Mugshot Search

A mugshot is the term for the photograph taken of a suspect when they are charged with a crime. Part of the booking process, a mugshot is one way that police agencies determine identity. Other ways police attempt to conclusively identify suspects is by taking fingerprints, checking for tattoos and birthmarks, and frequently by swabbing for DNA.

This data is often sent to a larger regional or state-wide database to be compared against mugshots, fingerprints and other information to determine if the individual has been accused of other crimes or is using an alias. Just 18 states participate in a program to share mugshots and identifying information with the F.B.I. for a national database.

A mugshot has several purposes: to make a time-stamped record of what the suspect looked like at approximately the time of the alleged crime, to assist police in virtual line-ups, and to complete booking records.

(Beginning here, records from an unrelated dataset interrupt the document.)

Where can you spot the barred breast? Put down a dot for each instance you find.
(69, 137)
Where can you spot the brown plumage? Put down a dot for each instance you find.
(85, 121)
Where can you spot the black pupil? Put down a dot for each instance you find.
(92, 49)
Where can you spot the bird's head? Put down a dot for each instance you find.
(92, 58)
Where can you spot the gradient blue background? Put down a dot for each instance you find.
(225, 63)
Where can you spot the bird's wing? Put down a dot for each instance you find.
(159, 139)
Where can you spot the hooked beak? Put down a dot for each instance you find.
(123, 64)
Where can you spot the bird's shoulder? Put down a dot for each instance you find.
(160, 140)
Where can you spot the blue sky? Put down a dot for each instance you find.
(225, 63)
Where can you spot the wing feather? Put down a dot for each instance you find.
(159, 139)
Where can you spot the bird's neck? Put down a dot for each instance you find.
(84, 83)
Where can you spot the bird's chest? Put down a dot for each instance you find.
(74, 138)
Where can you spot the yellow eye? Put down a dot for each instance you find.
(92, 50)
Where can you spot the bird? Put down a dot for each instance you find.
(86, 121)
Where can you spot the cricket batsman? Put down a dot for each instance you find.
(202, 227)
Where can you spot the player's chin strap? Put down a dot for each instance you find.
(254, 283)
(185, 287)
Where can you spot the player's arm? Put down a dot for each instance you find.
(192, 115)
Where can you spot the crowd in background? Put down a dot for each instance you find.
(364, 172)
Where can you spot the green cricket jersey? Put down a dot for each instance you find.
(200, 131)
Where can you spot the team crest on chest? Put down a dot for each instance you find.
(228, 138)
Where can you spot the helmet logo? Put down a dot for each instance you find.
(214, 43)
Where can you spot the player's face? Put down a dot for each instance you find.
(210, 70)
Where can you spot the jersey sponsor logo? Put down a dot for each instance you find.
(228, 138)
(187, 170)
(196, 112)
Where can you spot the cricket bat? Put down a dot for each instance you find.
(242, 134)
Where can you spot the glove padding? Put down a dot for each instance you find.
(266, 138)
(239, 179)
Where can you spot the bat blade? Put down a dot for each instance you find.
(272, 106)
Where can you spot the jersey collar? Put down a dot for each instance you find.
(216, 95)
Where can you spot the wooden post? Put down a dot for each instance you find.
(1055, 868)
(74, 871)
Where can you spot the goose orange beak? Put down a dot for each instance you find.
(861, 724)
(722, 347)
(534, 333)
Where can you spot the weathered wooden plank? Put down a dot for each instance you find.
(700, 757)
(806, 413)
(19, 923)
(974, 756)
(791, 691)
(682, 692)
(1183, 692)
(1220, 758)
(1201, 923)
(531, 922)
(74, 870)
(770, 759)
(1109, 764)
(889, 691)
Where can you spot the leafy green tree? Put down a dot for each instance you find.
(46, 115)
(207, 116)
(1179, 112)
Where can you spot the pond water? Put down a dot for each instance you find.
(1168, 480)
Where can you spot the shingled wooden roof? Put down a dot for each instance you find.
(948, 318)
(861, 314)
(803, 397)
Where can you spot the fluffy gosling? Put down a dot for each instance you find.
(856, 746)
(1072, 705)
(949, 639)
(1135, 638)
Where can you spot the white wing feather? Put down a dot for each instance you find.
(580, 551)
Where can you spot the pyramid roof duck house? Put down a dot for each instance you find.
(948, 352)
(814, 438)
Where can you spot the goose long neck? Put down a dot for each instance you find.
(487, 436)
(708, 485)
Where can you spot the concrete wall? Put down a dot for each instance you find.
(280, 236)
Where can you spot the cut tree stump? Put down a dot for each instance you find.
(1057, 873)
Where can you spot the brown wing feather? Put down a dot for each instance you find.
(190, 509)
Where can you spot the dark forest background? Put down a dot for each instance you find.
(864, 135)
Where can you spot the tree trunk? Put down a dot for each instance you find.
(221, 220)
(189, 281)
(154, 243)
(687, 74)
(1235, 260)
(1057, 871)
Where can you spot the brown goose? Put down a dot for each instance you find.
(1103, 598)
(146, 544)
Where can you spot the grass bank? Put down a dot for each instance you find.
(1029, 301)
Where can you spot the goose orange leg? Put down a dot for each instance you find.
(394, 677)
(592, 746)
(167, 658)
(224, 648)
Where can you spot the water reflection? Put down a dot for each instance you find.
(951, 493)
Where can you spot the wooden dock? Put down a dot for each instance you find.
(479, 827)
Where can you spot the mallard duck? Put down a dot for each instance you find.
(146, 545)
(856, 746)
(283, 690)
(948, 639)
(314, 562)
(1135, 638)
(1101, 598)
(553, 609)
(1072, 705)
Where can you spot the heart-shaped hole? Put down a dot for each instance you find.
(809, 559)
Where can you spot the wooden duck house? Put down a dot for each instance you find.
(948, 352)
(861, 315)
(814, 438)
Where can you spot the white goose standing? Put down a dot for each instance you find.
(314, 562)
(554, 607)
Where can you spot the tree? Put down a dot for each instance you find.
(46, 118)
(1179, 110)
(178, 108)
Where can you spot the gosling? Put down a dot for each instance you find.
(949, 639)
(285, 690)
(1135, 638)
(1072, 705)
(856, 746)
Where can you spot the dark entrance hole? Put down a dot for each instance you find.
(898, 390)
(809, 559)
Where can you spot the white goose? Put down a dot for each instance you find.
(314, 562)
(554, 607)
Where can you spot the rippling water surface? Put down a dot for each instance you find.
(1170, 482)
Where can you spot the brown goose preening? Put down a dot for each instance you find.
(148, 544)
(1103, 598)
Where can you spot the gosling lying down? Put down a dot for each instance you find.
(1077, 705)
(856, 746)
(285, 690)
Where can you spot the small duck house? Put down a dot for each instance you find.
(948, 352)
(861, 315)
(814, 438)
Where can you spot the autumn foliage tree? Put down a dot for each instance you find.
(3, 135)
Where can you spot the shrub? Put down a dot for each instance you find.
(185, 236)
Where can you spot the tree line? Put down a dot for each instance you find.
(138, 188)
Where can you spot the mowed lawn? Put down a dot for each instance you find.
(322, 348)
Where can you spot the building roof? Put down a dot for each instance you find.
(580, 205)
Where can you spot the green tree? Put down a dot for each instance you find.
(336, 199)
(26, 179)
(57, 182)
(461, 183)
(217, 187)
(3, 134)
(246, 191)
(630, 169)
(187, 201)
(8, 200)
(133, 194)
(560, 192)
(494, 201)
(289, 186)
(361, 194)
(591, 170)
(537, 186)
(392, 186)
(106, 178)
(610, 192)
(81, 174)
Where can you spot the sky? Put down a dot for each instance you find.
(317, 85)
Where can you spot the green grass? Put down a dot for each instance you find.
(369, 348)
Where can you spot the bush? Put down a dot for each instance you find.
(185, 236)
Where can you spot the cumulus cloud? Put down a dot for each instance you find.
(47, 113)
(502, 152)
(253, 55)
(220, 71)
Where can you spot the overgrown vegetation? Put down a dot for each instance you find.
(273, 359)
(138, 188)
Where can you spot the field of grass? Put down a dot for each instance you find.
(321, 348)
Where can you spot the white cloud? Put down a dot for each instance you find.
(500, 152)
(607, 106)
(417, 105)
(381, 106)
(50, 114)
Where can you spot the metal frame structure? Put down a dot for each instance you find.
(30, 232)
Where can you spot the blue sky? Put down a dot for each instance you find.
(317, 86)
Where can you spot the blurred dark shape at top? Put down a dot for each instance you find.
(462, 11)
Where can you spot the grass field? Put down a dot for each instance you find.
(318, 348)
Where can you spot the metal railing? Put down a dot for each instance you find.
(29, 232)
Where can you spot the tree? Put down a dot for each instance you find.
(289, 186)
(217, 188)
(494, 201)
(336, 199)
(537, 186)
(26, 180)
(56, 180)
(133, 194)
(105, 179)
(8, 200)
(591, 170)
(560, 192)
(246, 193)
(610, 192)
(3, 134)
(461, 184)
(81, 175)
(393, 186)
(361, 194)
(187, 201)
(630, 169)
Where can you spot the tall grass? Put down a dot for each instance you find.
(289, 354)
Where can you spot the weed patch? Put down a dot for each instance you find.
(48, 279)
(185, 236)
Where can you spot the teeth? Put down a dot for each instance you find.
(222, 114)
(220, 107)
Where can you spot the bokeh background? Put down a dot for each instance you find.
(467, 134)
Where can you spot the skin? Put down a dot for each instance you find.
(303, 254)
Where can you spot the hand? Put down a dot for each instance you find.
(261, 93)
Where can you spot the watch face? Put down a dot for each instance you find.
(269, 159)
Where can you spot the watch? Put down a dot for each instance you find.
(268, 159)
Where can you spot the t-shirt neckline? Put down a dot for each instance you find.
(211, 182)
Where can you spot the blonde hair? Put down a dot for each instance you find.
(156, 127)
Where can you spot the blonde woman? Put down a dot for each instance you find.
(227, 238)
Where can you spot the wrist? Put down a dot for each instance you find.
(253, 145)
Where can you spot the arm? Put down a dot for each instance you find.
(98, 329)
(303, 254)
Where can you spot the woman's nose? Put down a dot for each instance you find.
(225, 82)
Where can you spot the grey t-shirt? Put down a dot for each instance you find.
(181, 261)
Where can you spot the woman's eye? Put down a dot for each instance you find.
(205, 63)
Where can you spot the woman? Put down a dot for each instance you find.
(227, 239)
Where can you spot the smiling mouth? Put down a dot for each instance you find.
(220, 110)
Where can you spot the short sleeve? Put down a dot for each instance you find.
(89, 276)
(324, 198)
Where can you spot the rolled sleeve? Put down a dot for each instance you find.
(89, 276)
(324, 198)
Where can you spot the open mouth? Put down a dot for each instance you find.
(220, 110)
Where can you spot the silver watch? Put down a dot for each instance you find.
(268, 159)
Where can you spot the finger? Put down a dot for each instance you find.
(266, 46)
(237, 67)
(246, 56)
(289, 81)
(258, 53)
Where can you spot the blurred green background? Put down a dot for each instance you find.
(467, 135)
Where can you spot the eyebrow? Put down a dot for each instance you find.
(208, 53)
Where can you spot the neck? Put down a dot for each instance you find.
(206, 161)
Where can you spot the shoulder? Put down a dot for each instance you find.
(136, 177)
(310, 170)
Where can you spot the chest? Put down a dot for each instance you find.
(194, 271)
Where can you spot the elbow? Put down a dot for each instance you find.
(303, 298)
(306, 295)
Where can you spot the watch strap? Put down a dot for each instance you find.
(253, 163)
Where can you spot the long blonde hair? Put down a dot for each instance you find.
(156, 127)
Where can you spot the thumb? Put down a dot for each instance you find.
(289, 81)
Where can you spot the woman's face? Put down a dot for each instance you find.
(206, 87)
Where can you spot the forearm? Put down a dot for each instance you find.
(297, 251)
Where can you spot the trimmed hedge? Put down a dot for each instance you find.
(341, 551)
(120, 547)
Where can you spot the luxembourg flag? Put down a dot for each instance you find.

At times a mugshot of a suspect at the time of his arrest can provide key evidence by way of distinguishing marks, tattoos, or injuries that would help a prosecutor to determine if those physical characteristics match with the witness’ descriptions of the alleged criminal.

Virtual line-ups allow police to bring a series of mugshots to a crime victim and allow that person to choose from a number of suspects.

The History of Mugshots

Written descriptions of suspects can be vague, so police began using photography as soon as the medium was developed – in some European countries that was before 1850. Before digital time-stamping technology, individuals were often photographed (once head-on, and once in profile) holding up a sign with their name, the charge, the date, and other information on it. Collectors now prize genuine mugshots of certain celebrities and notorious individuals for their cultural value.

Once photography became widespread “Wanted” posters with mugshots and descriptions of alleged crimes were developed and mass produced through the use of another new technology, the printing press. Post offices became the central repository for public notification about criminals, and many mugshots were hung there with information about fugitives from the entire country.

The Future of Mugshots

Some Constitutional experts complain that mugshots used in trials can predispose a jury to believing a suspect is guilty because mugshots themselves are so closely associated with guilt by our culture.

The next generation of mug shots is likely to be a different biometric measurement. Those accused of crimes can now seek plastic surgery to alter their appearance, making a mugshot useless, so police (in particular the F.B.I.) have developed highly-sensitive ways to scan other unique aspects of a person’s body, including the retina of the eye, the palm of one’s hand, or facial recognition software that can quickly compare measurements and shapes of a person’s face to millions of others that have been collected.